Fernando Nascimento is an Assistant Professor in Digital and Computational Studies at Bowdoin College in Maine, teaching courses on the philosophy of technology and hermeneutics. His research is organized in three interconnected academic axes: ethics, hermeneutics, and digital technologies. Among his writings, he is the author of A Ricoeurian Approach to Digital Technologies: Digital Poetics and Practical Wisdom (forthcoming 2024) and co-author of Meaningful Technologies: How Digital Metaphors Change the Way We Think and Live (2023).
George Taylor is an emeritus professor of law at the University of Pittsburgh. He specializes in legal hermeneutics and hermeneutics more generally. He studied as a graduate student under Paul Ricoeur, and he is the co-editor of Ricoeur’s Lectures on Imagination and editor of his Lectures on Ideology and Utopia. He is also the co-editor of Reading Ricoeur Through Law and Gadamer and Ricoeur: Critical Horizons for Contemporary Hermeneutics. He has written on Ricoeur extensively.
David Utsler teaches philosophy at North Central Texas College. His work focuses on philosophical hermeneutics (especially Ricoeur and Gadamer), environmental philosophy, and critical theory. He co-edited and contributed to the first book devoted to the intersection of hermeneutics and environmental philosophy, Interpreting Nature: The Emerging Field of Environmental Hermeneutics (Fordham 2014). His forthcoming monograph, Paul Ricoeur and Environmental Philosophy: An Introductory Inquiry, will be published by Lexington Books in the series, Studies in the Thought of Paul Ricoeur. He is on the international research team for the collaborative project, Hermeneutics of Architecture: Dwelling in the Horizon of Finitude, sponsored by the International Institute for Hermeneutics, the University of Warsaw (Poland), and the University of Coimbra (Portugal). He is also the co-director for the International Association for Environmental Philosophy.
Maria Cristina Clorinda Vendra is assistant professor at the University Jan-Evangelista-Purkyně in Ústí nad Labem (Czech Republic). She previously worked as a postdoctoral researcher at the Institute of Philosophy of the Czech Academy of Sciences (CAS) in Prague. She is currently involved as a member of the research project, “The Face of Nature in Contemporary French Phenomenology: Challenges of New Metaethics and Ecology,” funded by the Czech Science Foundation.

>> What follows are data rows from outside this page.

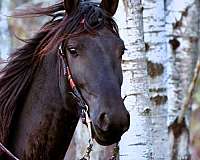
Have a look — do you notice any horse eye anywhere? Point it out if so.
[120,48,127,58]
[68,48,78,57]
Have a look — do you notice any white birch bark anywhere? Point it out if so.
[166,0,199,160]
[116,0,152,160]
[143,0,169,160]
[65,0,114,160]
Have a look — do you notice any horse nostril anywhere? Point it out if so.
[99,113,110,132]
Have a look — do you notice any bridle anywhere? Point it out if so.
[59,43,119,160]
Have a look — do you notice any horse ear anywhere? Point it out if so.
[100,0,119,16]
[64,0,80,14]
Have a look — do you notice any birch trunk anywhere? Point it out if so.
[143,0,169,160]
[166,0,199,160]
[116,0,152,160]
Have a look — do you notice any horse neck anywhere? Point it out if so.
[10,54,78,159]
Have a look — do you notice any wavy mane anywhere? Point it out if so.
[0,2,119,145]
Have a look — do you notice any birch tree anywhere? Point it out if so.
[166,0,199,160]
[116,0,152,160]
[142,0,169,160]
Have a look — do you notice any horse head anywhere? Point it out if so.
[62,0,130,145]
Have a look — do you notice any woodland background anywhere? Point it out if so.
[0,0,200,160]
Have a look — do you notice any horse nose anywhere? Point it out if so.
[98,113,110,132]
[97,111,130,133]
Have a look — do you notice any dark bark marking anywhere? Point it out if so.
[147,61,164,78]
[169,38,180,50]
[144,43,150,52]
[149,88,166,93]
[150,95,168,106]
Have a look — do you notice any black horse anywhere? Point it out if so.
[0,0,129,160]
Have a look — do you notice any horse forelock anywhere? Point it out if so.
[0,3,119,145]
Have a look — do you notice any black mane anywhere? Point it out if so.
[0,2,118,145]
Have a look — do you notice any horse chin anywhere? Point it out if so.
[92,127,121,146]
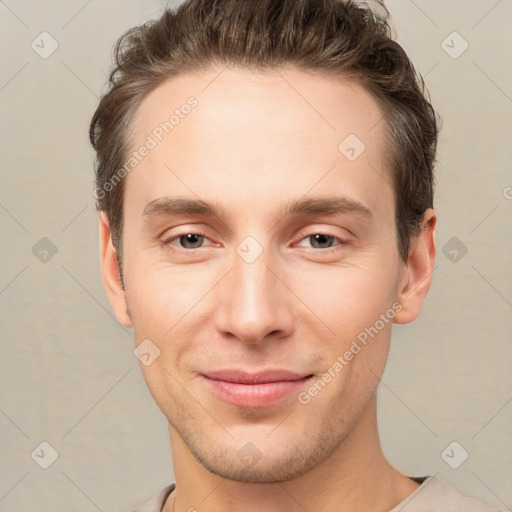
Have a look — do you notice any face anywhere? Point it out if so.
[99,68,432,482]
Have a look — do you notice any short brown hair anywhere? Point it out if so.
[89,0,438,277]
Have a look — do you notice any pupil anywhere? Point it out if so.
[313,235,330,249]
[181,233,202,245]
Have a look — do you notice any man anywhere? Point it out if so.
[91,0,502,512]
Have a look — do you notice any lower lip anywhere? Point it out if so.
[202,375,312,408]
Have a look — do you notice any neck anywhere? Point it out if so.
[164,396,419,512]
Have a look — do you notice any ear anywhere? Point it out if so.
[99,211,132,327]
[394,208,437,324]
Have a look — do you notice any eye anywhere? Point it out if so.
[162,233,211,251]
[299,233,349,253]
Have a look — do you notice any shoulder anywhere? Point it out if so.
[390,476,500,512]
[132,484,175,512]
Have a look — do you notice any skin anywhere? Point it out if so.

She has published articles and book chapters on Ricoeur’s thought and has participated in numerous international conferences and workshops in Europe, the United States, and Canada. She is presently serving as European Director for the Society for Ricœur Studies. Her scholarly interests include ecophenomenology, environmental hermeneutics, ecological ethics, and social philosophy.